Understanding the Transparency in Frontier Artificial Intelligence Act
The Transparency in Frontier Artificial Intelligence Act provides a specific regulatory process for companies that create sophisticated AI systems with societal, economic, or national security implications. Covered developers are required to publish an extensive safety and transparency policy that details how they navigate risk throughout the artificial intelligence lifecycle. The act requires developers to notify the government of any significant incidents or failures with their deployed frontier models on a timely basis.
A significant aspect of the TFAIA is that it establishes the concept of "process transparency", which does not explicitly control how AI developers create their models, but rather holds them accountable for their internal safety governance by mandating that they develop Documented safety frameworks that outline risk assessment, mitigation, and monitoring processes. The act allows developers to protect their trade secrets, patents, and national defense concerns by providing them with limited opportunities for exemption and/or redaction of their documents so that they can maintain a balance between data openness and safeguarding sensitive information..
Extraterritorial Impact on Global AI Developers
While the Act is a state law, its implementation has far-reaching effects. Many of the largest AI companies have facilities, research labs or customers in California. Therefore, to be compliant with the TFAIA, these companies are required to do so commercially. The ability to develop a unified compliance model across regions enables companies to avoid developing duplicate compliance models.
This same pattern has occurred in other regulatory areas, like data protection regulations; where a region's regulations effectively became global compliance benchmarks for that regulatory area. The TFAIA could similarly serve as a global standard for transparency in frontier AI and shape how companies build their governance structure globally even if they don't have explicit regulations in the regions where they operate.
Influence on International AI Regulatory Models
The TFAIA offers a unique perspective on global discussions about regulating AI. In contrast to other legislation which defines different levels of risk depending on the type of AI, the TFAIA targets specifically high-impact or emerging technologies. Other nations may see value in this model of tiered regulations based on capability and apply it for their own regulation of AI, with the strictest obligations placed on those with the most critical potential harm.
The TFAIA may serve as a guide for international public policy makers by showing how they can reference existing standards and best practices in developing regulations, thus improving interoperability and potentially lessening regulatory barriers to cross-border AI innovations.
Corporate Governance, Compliance Costs, and Competition
From an industry perspective, the Act revolutionizes the way companies govern themselves. Developers are now required to create thorough risk assessments, red-teaming exercises, incident response protocols, and have board oversight for AI safety and regulation. The number of people involved in this process increases accountability but at the same time the increases will create a burden of cost for all involved.

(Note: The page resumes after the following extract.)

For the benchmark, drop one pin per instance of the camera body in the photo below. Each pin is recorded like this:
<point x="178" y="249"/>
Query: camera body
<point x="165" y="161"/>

The burden of compliance will be easier for large tech companies than for smaller or start-ups, and thus large tech companies may solidify their position of dominance over the development of frontier AI. Smaller and newer developers may be blocked from entering the market unless some form of proportional or scaled compliance mechanism for where they operate emerges. These developments certainly raise issues surrounding innovation policy and competition law at a global scale that will need to be addressed by regulators in conjunction with AI safety concerns.
Transparency, Public Trust, and Accountability
The TFAIA bolsters the capability of citizens, researchers and journalists to oversee the development and the use of artificial intelligence (AI) through its requirement for public disclosure of the safety framework of AI systems. The disclosures will allow citizens, researchers and journalists to critically evaluate corporate claims of responsible AI development. Over time, this evaluation could increase trust in publically regulated AI systems and would expose businesses that exhibit a poor risk management process.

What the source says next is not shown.